See Stack Trace Reader for additional info related to working with VM dumps.

Dump The State Of All MicroEJ Threads From A Fault Handler

It is recommended to call the LLMJVM_dump API as a last resort in a fault handler. Calling LLMJVM_dump is undefined if the VM is not paused. The call to LLMJVM_dump MUST be done last in the fault handler.

Trigger VM Dump From Debugger

To trigger a VM dump from the debugger, set the PC register to the LLMJVM_dump physical memory address.

The symbol for the LLMJVM_dump API is defined in the header file LLMJVM.h. Search for this symbol in the appropriate C toolchain .map file.


LLMJVM_dump (in LLMJVM.h) needs to be called explicitly. A linker optimization may remove the symbol if it is not used anywhere in the code.


  • Embedded debugger is attached and the processor is halted in an exception handler.
  • A way to read stdout (usually UART).

Check Internal Structure Integrity

The internal Core Engine function called LLMJVM_checkIntegrity checks the internal structure integrity of the MicroJvm virtual machine and returns its checksum.

  • If an integrity error is detected, the LLMJVM_on_CheckIntegrity_error hook is called and this method returns 0.
  • If no integrity error is detected, a non-zero checksum is returned.
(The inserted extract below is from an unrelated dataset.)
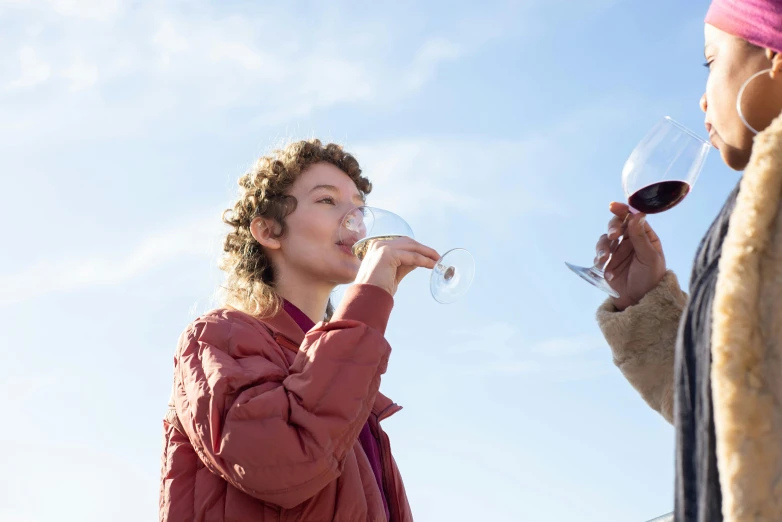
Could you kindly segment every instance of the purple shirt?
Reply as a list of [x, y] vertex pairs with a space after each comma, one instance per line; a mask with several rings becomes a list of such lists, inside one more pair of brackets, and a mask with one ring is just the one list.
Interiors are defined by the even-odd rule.
[[[312, 319], [307, 317], [307, 314], [299, 310], [293, 303], [283, 299], [283, 308], [285, 309], [285, 312], [291, 316], [291, 319], [296, 321], [296, 324], [299, 325], [299, 328], [301, 328], [303, 332], [309, 332], [312, 330], [312, 327], [315, 326]], [[391, 520], [386, 492], [383, 490], [383, 463], [380, 459], [380, 445], [378, 444], [377, 439], [372, 435], [369, 421], [364, 423], [364, 427], [361, 428], [361, 433], [358, 435], [358, 441], [361, 443], [364, 453], [367, 454], [369, 465], [372, 466], [372, 473], [375, 474], [377, 486], [380, 488], [380, 497], [383, 499], [383, 507], [386, 510], [386, 518]]]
This function must only be called from the MicroJvm virtual machine thread context and only from a native function or callback. Calling this function multiple times in a native function must always produce the same checksum. If the checksums returned are different, a corruption must have occurred.

Please note that returning a non-zero checksum does not mean the MicroJvm virtual machine data has not been corrupted, as it is not possible for the MicroJvm virtual machine to detect the complete memory integrity.
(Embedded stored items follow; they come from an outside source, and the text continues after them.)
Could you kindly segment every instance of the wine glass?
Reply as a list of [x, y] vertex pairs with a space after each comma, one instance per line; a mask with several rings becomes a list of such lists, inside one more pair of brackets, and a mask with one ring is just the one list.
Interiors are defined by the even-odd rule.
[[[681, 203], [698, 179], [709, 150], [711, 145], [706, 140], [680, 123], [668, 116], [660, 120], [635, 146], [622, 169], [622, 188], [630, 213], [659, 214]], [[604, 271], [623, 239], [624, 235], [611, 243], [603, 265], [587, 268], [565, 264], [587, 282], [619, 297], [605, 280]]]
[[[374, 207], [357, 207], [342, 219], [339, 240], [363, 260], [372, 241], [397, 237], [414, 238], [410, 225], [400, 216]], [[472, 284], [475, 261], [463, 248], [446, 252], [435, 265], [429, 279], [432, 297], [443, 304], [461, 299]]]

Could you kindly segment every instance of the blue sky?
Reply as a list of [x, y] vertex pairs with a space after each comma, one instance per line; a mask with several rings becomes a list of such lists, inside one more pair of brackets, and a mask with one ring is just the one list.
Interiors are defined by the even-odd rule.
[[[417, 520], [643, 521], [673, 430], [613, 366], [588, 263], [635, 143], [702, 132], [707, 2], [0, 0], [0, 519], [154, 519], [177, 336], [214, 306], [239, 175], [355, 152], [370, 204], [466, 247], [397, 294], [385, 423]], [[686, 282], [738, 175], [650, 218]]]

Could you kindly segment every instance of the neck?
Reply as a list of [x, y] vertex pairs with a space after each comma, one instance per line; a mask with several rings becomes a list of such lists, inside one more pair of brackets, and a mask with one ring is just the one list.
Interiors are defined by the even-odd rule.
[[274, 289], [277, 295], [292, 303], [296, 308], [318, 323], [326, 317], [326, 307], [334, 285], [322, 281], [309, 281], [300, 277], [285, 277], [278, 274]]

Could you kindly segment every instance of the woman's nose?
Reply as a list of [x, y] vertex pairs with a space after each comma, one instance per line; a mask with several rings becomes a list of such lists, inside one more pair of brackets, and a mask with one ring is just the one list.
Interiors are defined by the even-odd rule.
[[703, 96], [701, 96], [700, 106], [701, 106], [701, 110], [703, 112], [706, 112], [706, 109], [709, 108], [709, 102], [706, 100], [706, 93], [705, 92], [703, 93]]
MicroJvm virtual machine internal structures allowed to be modified by a native function are not taken into account for the checksum computation. The internal structures allowed are:

  • basetype fields in Java objects or content of Java arrays of base type,
  • internal structures modified by a LLMJVM function call (e.g. set a pending Java exception, suspend or resume the Java thread, register a resource, …).

This function affects performance and should only be used for debug purpose. A typical use of this API is to verify that a native implementation does not corrupt the internal structures:

void Java_com_mycompany_MyClass_myNativeFunction(void) {
             int32_t crcBefore = LLMJVM_checkIntegrity();
     int32_t crcAfter = LLMJVM_checkIntegrity();
     if(crcBefore != crcAfter){
             // Corrupted MicroJVM virtual machine internal structures

Generic Output

The System.err stream is connected to the System.out print stream. See below for how to configure the destination of these streams.
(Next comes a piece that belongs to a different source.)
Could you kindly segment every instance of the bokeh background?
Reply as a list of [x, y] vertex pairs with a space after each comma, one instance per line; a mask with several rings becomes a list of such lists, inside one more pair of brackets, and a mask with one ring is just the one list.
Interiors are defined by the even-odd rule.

The Core Engine requires an implementation of its low level APIs in order to run. Refer to the chapter Implementation for more information.


The Core Engine and its components are mandatory. In the platform configuration file, check Multi Applications to install the Core Engine in “Multi-Sandbox” mode. Otherwise, the “Single application” mode is installed.

Abstraction Layer

MicroEJ Core Engine Abstraction Layer implementation can be found on MicroEJ Github for several RTOS.

Memory Considerations

The memory consumption of main Core Engine runtime elements are described in the table below.

Memory Considerations
Runtime element Memory Size in bytes (Mono-sandbox) Size in bytes (Multi-Sandbox) Size in bytes (Tiny-Sandbox)
Object Header RW 4 8 (+4) 4
Thread RW 168 192 (+24) 168
Stack Frame Header RW 12 20 (+8) 12
Class Type RO 32 36 (+4) 32
Interface Type RO 16 24 (+8) 16


To get the full size of an Object, search for the type in the SOAR Information File and read the attribute instancesize (this includes the Object header).


To get the full size of a Stack Frame, search for the method in the SOAR Information File and read the attribute stacksize (this includes the Stack Frame header).


Refer to the MicroEJ Runtime documentation.